Now the answer becomes clearer. Don’t look to see if the victim is a friend or an enemy, someone close  or a total unknown. See only that it is someone who is really one of us – a sister or brother in the image of God - who needs help.

And if we love God first and best, we know His love; His compassion, and we can extend that.

I have a friend who has it in her heart to go to minister to the poor in Uganda.

She made plans, got herself connected with an ecumenical medical mission, and took off from Philadelphia for Uganda a few weeks ago on what was her second trip to Africa.

She sent us a photo of her assisting at surgery in Uganda – standing in a makeshift operating room.
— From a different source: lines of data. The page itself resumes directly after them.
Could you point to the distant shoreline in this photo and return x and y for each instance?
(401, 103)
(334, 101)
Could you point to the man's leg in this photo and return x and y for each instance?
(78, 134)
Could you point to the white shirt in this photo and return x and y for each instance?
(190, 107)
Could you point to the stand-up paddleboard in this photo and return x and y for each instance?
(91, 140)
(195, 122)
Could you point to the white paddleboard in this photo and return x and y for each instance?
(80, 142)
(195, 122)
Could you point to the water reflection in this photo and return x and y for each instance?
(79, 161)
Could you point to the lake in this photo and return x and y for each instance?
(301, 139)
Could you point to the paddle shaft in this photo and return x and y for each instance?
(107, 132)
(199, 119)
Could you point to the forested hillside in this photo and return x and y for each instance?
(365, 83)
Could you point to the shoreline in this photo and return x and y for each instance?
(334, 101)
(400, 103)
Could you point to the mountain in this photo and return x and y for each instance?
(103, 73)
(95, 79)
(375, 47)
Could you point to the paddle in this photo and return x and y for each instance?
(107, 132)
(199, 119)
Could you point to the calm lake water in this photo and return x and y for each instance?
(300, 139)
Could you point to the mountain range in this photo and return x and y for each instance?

This week, a Philadelphia Police Detective heard the call for help in the wake of the Duck boat accident. He ran to the pier, tossed his gun and wallet aside, and jumped in to save four of the survivors. He said, “I was just doing the same thing that anybody would have done.”

My friend is home from Africa now, and back in the routine of being a wife and mom. The police detective was back on duty the day after the accident.
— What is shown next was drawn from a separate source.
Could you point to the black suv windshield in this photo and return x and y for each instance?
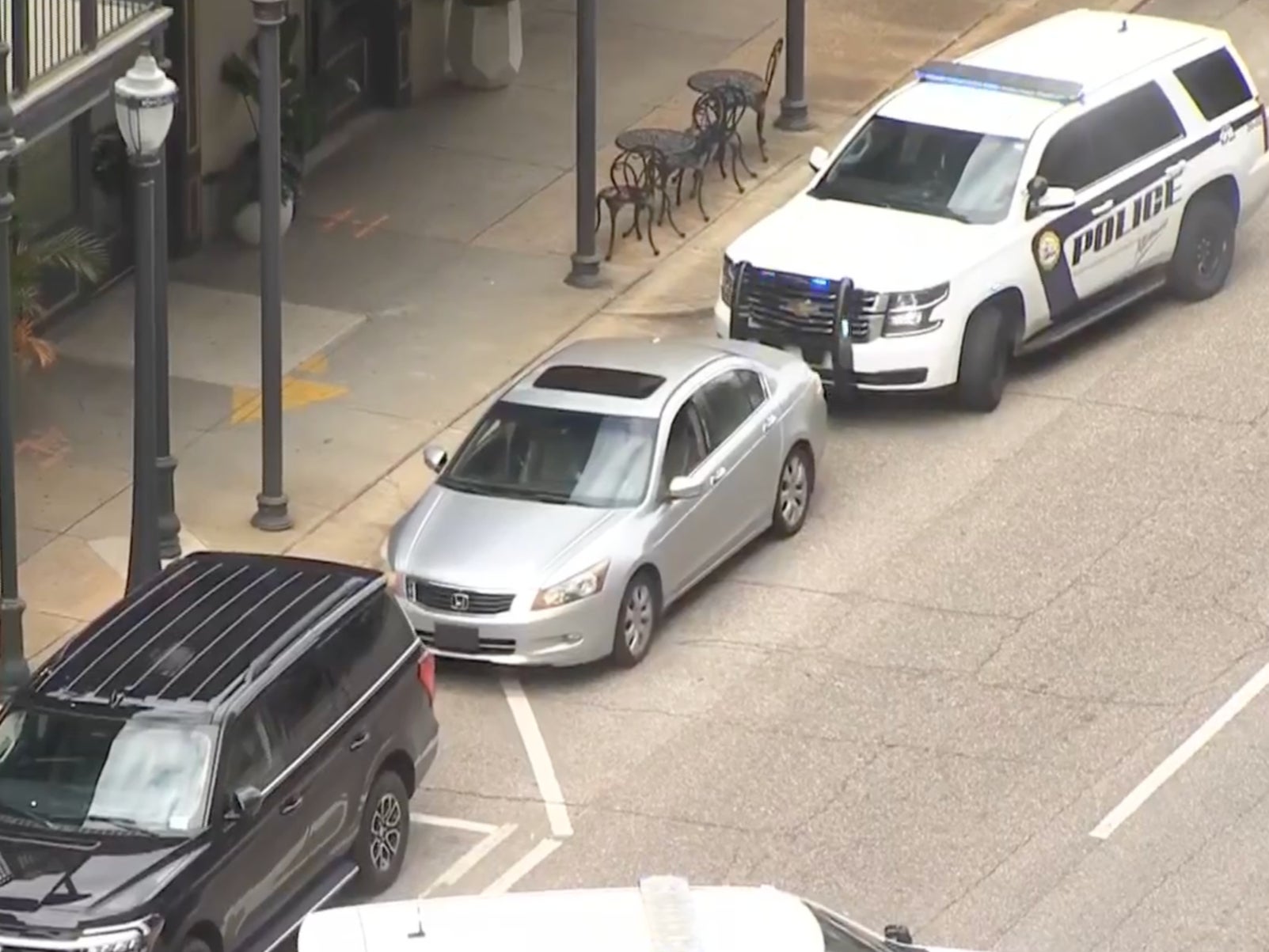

And back at the parable: After all of his good work, the Samaritan is still a Samaritan; still the same outcast to the Jews, the same object of scorn.
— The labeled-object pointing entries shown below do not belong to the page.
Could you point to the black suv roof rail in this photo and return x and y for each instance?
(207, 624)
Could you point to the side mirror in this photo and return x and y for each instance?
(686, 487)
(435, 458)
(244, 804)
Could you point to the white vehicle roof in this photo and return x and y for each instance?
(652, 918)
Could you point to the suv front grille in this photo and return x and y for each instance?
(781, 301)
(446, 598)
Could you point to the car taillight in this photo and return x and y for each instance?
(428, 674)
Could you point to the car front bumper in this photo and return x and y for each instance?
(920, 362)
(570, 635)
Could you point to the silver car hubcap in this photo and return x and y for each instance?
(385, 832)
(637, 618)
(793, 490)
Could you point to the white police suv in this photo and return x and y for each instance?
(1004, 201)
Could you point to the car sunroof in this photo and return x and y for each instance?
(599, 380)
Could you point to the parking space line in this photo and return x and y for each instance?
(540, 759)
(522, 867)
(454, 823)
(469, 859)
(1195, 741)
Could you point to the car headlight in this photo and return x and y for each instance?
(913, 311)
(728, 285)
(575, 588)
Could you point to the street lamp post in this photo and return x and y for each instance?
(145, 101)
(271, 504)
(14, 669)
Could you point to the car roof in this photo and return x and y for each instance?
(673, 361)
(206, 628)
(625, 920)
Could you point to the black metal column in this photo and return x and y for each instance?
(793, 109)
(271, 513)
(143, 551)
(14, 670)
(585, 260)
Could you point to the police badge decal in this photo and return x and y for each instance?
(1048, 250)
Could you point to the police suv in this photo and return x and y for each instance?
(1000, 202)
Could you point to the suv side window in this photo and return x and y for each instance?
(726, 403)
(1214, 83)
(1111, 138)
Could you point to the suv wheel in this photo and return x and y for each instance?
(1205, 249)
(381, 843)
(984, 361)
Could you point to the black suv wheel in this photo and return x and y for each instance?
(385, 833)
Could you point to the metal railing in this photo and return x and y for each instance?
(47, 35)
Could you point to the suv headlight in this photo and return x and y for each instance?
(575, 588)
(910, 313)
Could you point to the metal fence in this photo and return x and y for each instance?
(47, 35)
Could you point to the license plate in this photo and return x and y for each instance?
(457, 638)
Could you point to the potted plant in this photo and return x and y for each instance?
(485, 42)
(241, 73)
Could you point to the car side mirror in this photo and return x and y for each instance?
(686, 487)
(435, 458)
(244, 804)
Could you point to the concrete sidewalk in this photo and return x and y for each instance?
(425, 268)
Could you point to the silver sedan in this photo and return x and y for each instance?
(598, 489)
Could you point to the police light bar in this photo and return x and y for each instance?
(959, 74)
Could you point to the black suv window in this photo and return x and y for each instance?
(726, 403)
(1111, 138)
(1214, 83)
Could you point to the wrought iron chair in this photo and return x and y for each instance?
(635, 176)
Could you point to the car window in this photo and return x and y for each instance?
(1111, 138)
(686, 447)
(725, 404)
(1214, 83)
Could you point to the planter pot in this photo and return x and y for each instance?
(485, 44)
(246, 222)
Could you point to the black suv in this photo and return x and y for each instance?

Everything, it seems, has returned to “normal” as the world looks at it.

Yet, somewhere in Judea, a man lived once, because the most unlikely person saw him as a neighbor.

Somewhere in Africa, one woman now lives because a nameless women from America loved her enough to visit her village and assist at her surgery.

And right across the river, four people live because a cop loved enough to put his life at risk for the good of others.

And somewhere, in God’s big storehouse, where all the good deeds of the world are stored, the store has gotten a bit more full.

The world is just a little bit better.

These people have shown us how to love well. Because they have loved God first!

There is an old saying that we all have to watch out for: It is inspired by the way of the world. It says:

“No good deed goes unpunished.”

Mother Teresa has answered that. Here is something from lines that are written on the wall of her home for children in Calcutta:

     People are often unreasonable, irrational, and self-centered.
          Love them anyway.
     If you are kind, people may accuse you of selfish, ulterior motives.
          Be kind anyway.
     The good you do today, will often be forgotten.
          Do good anyway.
     Give the world the best you have, and it will never be enough.
          Give your best anyway.
     In the final analysis, it is between you and God.
     It was never between you and them anyway.

If we can do this, I think we will begin to see and to experience the love that God has for us. We might even see that God Himself in Jesus has become a good Samaritan: the stranger who took on human flesh and walked among us, and healed us, and gave us the promise of eternal life without asking first if we were friend or foe.

God bends down to us all with love.

The great lesson of today’s parable is that we can share God’s viewpoint in a love that looks beyond who people are, to see what they can become.

Moses tells us: this is not mysterious, not far away. It is “…already in your mouths and in your hearts; you have only to carry it out.”